The Filipino roster signed in November 2025 was supposed to bring Southeast Asian fire to one of esports’ most storied brands. Yopaj in mid, Natsumi on carry, Tims and skem in the support duo, all coached by 343. When TORONTOTOKYO replaced Nikko on the offlane in April, the move was framed as the missing piece: a TI-winning veteran to provide structure and late-game shotcalling for a squad that had been leaking leads for months.
Two events later, the experiment is trending in the wrong direction. OG’s 0-3 start at BLAST Slam VII includes losses to Xtreme Gaming, BetBoom, and Yandex. None of the three defeats were competitive enough to inspire hope. The team that Ceb promised would bring SEA its first championship is now staring at 11th-12th place and outright elimination from the tournament.
The TORONTOTOKYO signing always carried risk. A Russian offlaner integrating into an all-Filipino squad, playing from Southeast Asia, communicating across a language gap that no amount of professionalism can entirely bridge. Add the fact that TT’s form at Aurora before the move was itself inconsistent, and the question becomes less about whether this lineup can click and more about whether OG has the time to let it.

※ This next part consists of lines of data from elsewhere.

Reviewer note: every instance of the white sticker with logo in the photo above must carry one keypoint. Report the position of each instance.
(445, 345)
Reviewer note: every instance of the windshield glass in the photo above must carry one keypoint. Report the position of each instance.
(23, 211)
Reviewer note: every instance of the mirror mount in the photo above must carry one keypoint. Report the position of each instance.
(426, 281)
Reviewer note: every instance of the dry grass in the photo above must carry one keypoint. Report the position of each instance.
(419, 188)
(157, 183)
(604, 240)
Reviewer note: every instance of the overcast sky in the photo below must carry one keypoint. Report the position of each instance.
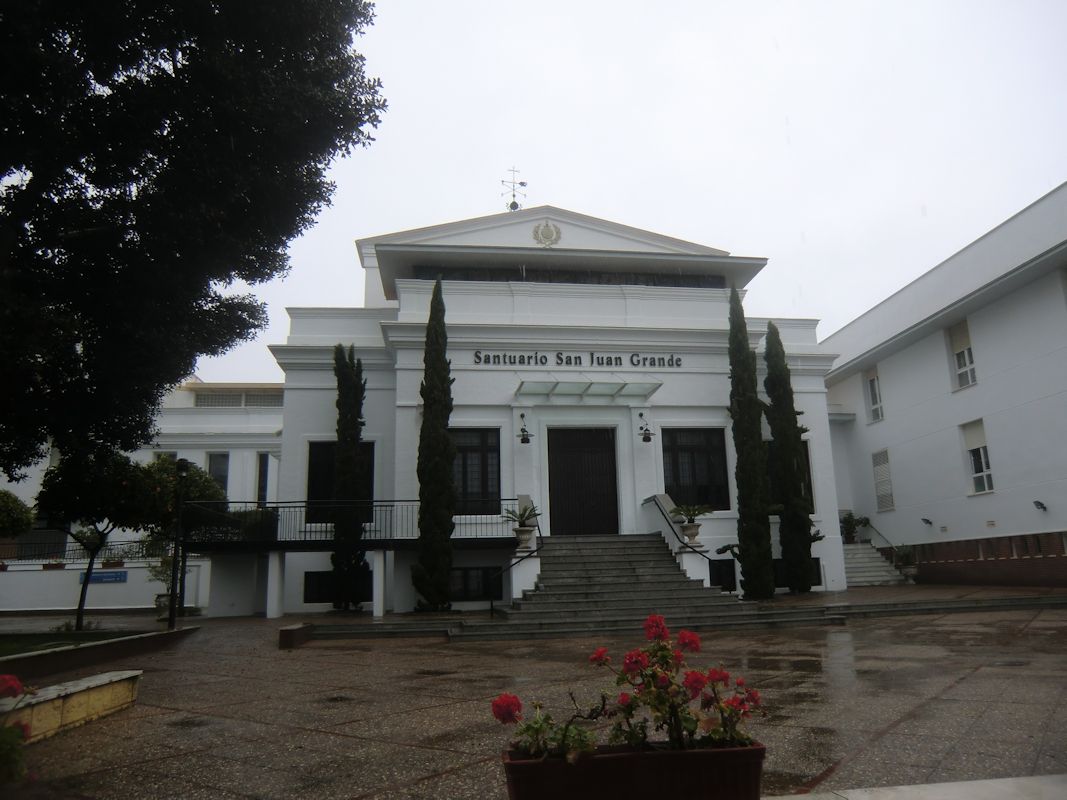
(854, 143)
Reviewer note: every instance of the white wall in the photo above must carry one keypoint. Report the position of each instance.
(1020, 352)
(27, 587)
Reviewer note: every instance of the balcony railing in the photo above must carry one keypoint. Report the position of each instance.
(290, 523)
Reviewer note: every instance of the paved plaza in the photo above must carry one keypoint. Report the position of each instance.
(877, 702)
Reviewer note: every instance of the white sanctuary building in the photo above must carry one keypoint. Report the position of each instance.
(591, 377)
(569, 338)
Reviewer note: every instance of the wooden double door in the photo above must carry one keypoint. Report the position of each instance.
(583, 486)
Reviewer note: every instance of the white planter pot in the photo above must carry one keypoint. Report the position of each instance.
(525, 536)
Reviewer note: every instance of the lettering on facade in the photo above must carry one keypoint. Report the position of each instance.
(560, 358)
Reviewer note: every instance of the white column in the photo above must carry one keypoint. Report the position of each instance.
(378, 566)
(275, 585)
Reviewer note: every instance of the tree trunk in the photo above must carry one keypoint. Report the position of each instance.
(80, 617)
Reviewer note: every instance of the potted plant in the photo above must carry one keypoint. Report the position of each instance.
(690, 527)
(522, 518)
(701, 751)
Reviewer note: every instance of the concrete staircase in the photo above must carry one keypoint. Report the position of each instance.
(865, 566)
(610, 584)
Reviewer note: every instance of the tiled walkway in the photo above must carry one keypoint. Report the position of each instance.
(882, 702)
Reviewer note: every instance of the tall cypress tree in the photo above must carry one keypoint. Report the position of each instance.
(349, 563)
(746, 411)
(436, 490)
(794, 527)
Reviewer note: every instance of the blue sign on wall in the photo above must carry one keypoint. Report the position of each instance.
(108, 576)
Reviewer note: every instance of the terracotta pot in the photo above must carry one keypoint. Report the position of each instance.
(726, 773)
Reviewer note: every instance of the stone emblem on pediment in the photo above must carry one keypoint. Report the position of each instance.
(546, 234)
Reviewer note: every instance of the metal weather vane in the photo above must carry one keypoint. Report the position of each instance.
(513, 189)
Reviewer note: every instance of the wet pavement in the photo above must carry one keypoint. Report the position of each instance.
(879, 702)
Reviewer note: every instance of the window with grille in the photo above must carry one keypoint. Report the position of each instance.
(321, 459)
(882, 481)
(476, 470)
(959, 342)
(977, 456)
(695, 466)
(873, 392)
(218, 400)
(218, 467)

Day 3 brings OG against BetBoom and Tundra. Neither is an easy win at 0-3 confidence levels. If OG drop both, they are mathematically at risk of elimination before the final day.
What Day 3 and Day 4 Will Decide
Sixteen matches are scheduled for Thursday (Day 3), and the group wraps up Friday (May 29). The seeding implications are enormous:
Top 4 advances directly to the LAN playoffs at BLAST Studios in BLAST Slam VII Copenhagen (June 4-7, double elimination, Bo3/Bo5 grand final). 5th-6th drops to LCQ Round 2. 7th-10th starts in LCQ Round 1. 11th-12th is eliminated outright.

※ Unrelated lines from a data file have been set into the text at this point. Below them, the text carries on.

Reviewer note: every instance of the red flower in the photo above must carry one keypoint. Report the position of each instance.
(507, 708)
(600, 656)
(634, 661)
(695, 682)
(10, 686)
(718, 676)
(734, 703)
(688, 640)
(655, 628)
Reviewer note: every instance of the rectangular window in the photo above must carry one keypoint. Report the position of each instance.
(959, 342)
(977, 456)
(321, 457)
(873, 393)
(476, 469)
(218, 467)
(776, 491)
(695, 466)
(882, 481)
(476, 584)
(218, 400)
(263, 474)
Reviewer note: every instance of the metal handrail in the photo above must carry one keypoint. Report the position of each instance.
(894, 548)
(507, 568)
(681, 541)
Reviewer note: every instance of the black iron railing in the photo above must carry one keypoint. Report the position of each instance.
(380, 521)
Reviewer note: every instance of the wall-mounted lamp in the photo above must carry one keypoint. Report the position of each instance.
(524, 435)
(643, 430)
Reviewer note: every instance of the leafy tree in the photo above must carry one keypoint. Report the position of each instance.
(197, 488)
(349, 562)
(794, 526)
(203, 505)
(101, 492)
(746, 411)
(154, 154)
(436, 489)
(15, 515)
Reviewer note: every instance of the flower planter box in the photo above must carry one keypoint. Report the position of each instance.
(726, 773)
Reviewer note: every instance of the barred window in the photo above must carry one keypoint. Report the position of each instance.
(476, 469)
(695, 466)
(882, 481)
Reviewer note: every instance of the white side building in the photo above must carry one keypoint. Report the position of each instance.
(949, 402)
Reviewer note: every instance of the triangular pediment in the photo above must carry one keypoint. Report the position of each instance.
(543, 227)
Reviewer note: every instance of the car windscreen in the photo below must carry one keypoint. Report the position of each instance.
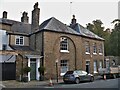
(69, 72)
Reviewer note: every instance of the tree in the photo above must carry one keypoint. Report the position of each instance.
(97, 28)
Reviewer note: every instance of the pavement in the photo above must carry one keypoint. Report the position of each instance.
(32, 84)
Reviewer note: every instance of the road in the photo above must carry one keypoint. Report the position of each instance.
(111, 83)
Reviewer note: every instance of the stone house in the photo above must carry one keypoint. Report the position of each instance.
(51, 44)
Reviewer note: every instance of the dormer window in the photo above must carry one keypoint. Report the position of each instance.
(19, 40)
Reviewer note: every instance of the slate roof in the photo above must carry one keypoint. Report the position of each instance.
(84, 32)
(16, 26)
(21, 48)
(53, 24)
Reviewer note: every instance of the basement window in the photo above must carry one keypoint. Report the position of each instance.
(19, 40)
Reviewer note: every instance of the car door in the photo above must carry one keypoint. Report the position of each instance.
(81, 75)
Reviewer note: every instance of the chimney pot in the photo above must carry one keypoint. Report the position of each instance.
(24, 17)
(73, 20)
(4, 14)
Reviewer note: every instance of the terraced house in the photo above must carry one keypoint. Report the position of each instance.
(47, 44)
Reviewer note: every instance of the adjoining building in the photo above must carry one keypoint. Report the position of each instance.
(51, 44)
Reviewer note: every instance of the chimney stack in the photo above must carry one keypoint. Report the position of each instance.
(5, 14)
(35, 18)
(24, 17)
(73, 20)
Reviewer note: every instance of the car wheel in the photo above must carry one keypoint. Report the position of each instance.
(92, 79)
(77, 80)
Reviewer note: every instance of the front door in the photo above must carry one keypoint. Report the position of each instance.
(33, 69)
(88, 66)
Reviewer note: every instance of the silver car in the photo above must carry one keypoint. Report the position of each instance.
(77, 76)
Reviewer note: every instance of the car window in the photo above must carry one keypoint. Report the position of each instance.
(69, 72)
(78, 72)
(84, 72)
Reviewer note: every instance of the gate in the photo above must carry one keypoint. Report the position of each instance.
(9, 71)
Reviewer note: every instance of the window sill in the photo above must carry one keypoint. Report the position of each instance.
(100, 53)
(64, 51)
(94, 53)
(87, 53)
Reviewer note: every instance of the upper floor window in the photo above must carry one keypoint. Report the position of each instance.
(4, 47)
(64, 66)
(64, 45)
(87, 47)
(100, 49)
(94, 48)
(19, 40)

| Position | Record | Teams |
| 1st | 3-0 | Team Yandex |
| T2nd | 2-1 | BetBoom, GLYPH, LGD, PARIVISION, Falcons |
| T7th | 1-2 | Aurora, Liquid, Spirit, Tundra, Xtreme Gaming |
| 12th | 0-3 | OG |
The key Day 3 matchups to watch: Falcons vs Spirit (both need wins for opposite reasons), Aurora vs Liquid (the loser starts planning for LCQ), GLYPH vs PARIVISION (qualifier darlings against Puppey’s disciplined system), and Yandex vs Tundra (can anyone stop the DM-powered CIS machine?).

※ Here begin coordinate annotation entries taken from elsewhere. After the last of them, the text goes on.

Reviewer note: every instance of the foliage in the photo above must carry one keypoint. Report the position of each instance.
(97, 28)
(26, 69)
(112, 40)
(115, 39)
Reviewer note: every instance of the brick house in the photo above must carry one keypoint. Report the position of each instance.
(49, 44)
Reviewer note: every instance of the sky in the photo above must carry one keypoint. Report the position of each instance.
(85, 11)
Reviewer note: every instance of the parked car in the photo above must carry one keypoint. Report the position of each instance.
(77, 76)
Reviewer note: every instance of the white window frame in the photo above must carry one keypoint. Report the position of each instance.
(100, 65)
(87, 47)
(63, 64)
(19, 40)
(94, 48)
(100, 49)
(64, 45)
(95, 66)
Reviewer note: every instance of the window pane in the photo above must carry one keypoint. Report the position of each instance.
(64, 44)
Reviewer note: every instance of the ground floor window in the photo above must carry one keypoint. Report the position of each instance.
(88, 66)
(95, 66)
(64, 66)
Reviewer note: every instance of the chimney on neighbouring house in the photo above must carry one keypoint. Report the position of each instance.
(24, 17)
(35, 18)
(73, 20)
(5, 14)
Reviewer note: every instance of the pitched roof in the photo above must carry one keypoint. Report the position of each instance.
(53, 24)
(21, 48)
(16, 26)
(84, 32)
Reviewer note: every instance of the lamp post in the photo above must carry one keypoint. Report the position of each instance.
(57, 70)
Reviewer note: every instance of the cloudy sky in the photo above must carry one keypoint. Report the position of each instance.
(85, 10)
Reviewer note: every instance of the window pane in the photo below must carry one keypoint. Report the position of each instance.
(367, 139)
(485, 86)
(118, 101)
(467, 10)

The CIS contingent dominates the upper half of this table. Yandex at 3-0, PARIVISION at 2-1, BetBoom at 2-1. Add Falcons (who field a mixed roster with CIS roots in their coaching staff) and you have four of the top six slots held by teams with deep connections to the post-Soviet Dota ecosystem. For a scene that spent years being told it was declining after Team Spirit’s TI10 win, BLAST Slam VII is shaping up as a showcase for exactly how wrong that narrative was.
The group finishes tomorrow. The standings will look different by Friday night. But the stories that defined the opening two days, Yandex’s perfect start with DM, OG’s freefall, Liquid’s title defense going sideways, GLYPH’s debut disruption, those will echo into the playoffs regardless of how the final seeding shakes out.